Early today I fielded a call from a friend who casually asked about the definition of legal separation. I provided the textbook answer including the presumption while noting that this was one concept where ambiguity was on the rise. This afternoon’s Superior Court ruling in Pennington v. Pennington perfectly illustrated the point.

Everyone agrees that Lisa and Aaron Pennington were married in June 2008. Husband filed for divorce in Butler County in March 2016. In olden times separation was frequently defined as the date one spouse’s possessions were thrown onto the front law. The movie Tin Men from 1987 did a great job of capturing the moment.

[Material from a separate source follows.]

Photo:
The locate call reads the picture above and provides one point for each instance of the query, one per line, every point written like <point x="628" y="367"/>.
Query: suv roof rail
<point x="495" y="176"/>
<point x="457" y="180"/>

Today, it has become complicated. While Aaron Pennington filed in 2016 it seems no one moved out. In fact, wife asserts that nothing changed. She argues that she continued to do the laundry, the shopping, and the cooking for Husband. She further notes that Husband requested a “hold” on the equitable distribution trial before the special master in 2019 so the parties tried marriage counseling.  According to Wife, Husband never took affirmative steps to move forward with the divorce until July 2021 (five years after the presumed date of separation), when Husband filed a motion to re-appoint the master.

This occurs a lot. At times, there is no physical separation because the parties cannot afford two residences. But when “cohabitation” comes with laundry, shopping and food service, one does wonder why anyone gets divorced. The other facts that tend to preserve the “ties that bind” include an ongoing sexual relationship (lawyers are told it’s need and not desire based); continued attendance at family and public gatherings (“I needed to eat Easter dinner somewhere”) and common vacations (“We booked it a year ago”). During breaks in hearings on these subjects, judges often tease counsel about having to listen to all of this. “Counsel, couldn’t your clients find someone new to have sex or dinner with during the five years of separation? Really?”

In Pennington, the court latched onto an amendment to the Divorce Code that has been around since 2004. In that year 23 Pa.C.S. 3203 was amended creating a presumption of separation on the date a divorce action was served. In this case, that was in April 2016. The presumption is rebuttable but in this case, the court wasn’t having it despite wife’s testimony that she and husband continued with the rights and duties of a married couple despite the pending case.

It seems that Mrs. P put forth a pretty good defense to the presumption if she did all that she described after being served with a divorce complaint. But courts are chary to re-litigate these matters, especially when it was easily within wife’s power to say: “No dinner or laundry until your lawyer withdraws your divorce filing.” The Superior Court also notes the holding in Frey v. Frey, that a continuing sexual relationship, by itself, does not signal resumption of the marriage. 821 A. 2d 623 (Pa.S. 2003).  Courts are looking for “separate lives” while acknowledging that circumstances may make it unrealistic to reside under separate roofs. Meanwhile, in this case it seems that both the trial and Superior Courts were sticking with the presumption rather than enduring testimony about who took the trash out or whether the tax returns were joint or married/separate.